Chef Wendell: Grilled salmon garden salad with lemony greens

(WISH Photo)

INDIANAPOLIS (WISH) – Science has proven that Mother Nature is the best physician and that food is the best medicine.

Under the current shadow of increasing cancer rates, the delicious cancer prevention virtues of arugula, watercress and broccoli sprouts are supported by scientific research.

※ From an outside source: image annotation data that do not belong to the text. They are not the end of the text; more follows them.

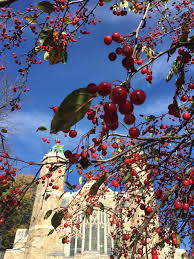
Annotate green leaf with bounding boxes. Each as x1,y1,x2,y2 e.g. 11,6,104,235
51,210,64,228
65,182,73,190
50,88,96,133
44,210,53,219
47,229,54,236
63,17,72,24
89,173,110,195
26,15,37,24
1,128,7,133
122,171,131,184
38,28,53,46
49,49,62,65
37,1,55,14
36,126,47,132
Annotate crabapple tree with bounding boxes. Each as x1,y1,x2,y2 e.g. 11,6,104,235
0,0,194,259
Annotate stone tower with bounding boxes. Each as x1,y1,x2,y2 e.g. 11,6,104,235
24,145,66,259
4,145,185,259
4,145,67,259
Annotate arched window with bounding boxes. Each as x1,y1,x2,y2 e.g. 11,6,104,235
69,209,114,256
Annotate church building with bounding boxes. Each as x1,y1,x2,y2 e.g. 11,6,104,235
4,145,185,259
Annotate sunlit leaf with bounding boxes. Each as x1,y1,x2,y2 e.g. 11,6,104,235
38,28,53,46
50,88,96,133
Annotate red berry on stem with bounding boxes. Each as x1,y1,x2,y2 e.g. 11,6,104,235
111,86,127,103
112,32,120,41
129,127,140,138
87,83,98,94
174,201,182,209
130,90,146,105
119,100,133,114
104,35,112,45
122,45,133,57
98,82,111,96
104,102,117,113
124,114,135,125
122,57,134,70
183,112,191,120
69,130,77,138
108,52,117,61
183,203,189,210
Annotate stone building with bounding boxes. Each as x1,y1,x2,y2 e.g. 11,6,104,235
4,146,185,259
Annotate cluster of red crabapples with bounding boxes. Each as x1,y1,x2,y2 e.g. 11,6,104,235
87,81,146,138
104,32,134,70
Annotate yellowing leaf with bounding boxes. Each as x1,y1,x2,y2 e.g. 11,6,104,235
50,88,96,133
26,15,37,24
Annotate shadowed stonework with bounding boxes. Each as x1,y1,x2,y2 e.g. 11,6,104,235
4,146,185,259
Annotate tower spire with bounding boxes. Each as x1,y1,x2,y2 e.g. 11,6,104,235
24,143,67,259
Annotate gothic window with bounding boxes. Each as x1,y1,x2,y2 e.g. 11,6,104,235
69,210,114,256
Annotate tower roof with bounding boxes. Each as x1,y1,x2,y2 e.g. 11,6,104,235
42,144,66,161
49,144,64,154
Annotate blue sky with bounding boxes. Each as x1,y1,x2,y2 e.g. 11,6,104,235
0,0,192,253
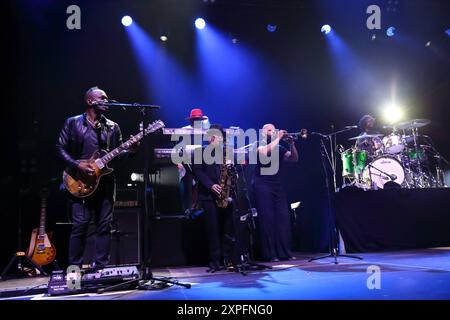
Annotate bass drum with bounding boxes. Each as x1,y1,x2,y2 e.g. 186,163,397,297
363,156,405,189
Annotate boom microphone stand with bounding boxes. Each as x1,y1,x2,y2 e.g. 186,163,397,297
308,130,362,264
98,101,191,293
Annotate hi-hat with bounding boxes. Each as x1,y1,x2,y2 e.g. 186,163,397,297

The addition of the omega 3 from fresh salmon to this summer salad adds protection from heart disease as well.

Salad:

  • 1 cup arugula
  • 1 cup watercress
  • Handful of broccoli sprouts
  • 4 boiled baby red potatoes, quartered
  • 1 boiled egg, halved

Preparing the fish:

  • ½ pound ‘wild caught’ salmon fillet boned
  • 2 tsp. olive oil to brush on the fillet
  • Fresh lemon juice
  • Himalayan salt and black pepper
  1. Place the fillets skin-side down on a work surface or platter. Squeeze fresh lemon juice over the salmon.
  2. Brush lightly with olive oil and season generously with salt and pepper.
  3. The salmon fillets should be brought to room temperature before grilling. Let them sit, seasoned for twenty minutes before the grill is ready.
  4. Place each filet on the grill grate directly over the fire with the skin-side up. After five minutes, the edges of the meat should begin to pull away from the grill. The salmon will release from the grill when it is ready to turn over. A few exploratory lifts at the edges should tell you whether or not it is ready. If you start with a hot grill and room temperature fish with a little oil, the fish should not stick to the grate. If it is sticking, then it likely isn’t ready to flip over.
  5. Use a thin-bladed turner to flip the fish over at the appropriate time. After grilling the second side for about 3 minutes, the fish should be cooked to medium-well. The meat will flake easily under gentle pressure from your finger when it is done. Slide the turner between the skin and the meat, separating the fish from the skin. Remove the fish from the grill leaving the skin behind.

Prepping the potatoes:

  1. Quarter four small baby red potatoes.
  2. In a pot, cover potatoes with two inches of salted water. Bring water to a boil, reduce to simmer and boil the potatoes until fork tender for eight minutes.
  3. Drain the potatoes and let them cool enough to be able to handle them..

Salad Dressing:
1 tsp. Dijon mustard
3 Tbsp. olive oil
Himalayan salt and black pepper
1 tsp. fish sauce
1 tsp. lemon zest
2 Tbsp. fresh lemon juice

  • Toss the greens and potatoes in dressing.
  • Lay down a bed of greens into a large bowl or serving platter.
  • Top with cooked salmon you’ve broken up into pieces, the potatoes, boiled egg and then garnish with sprouts.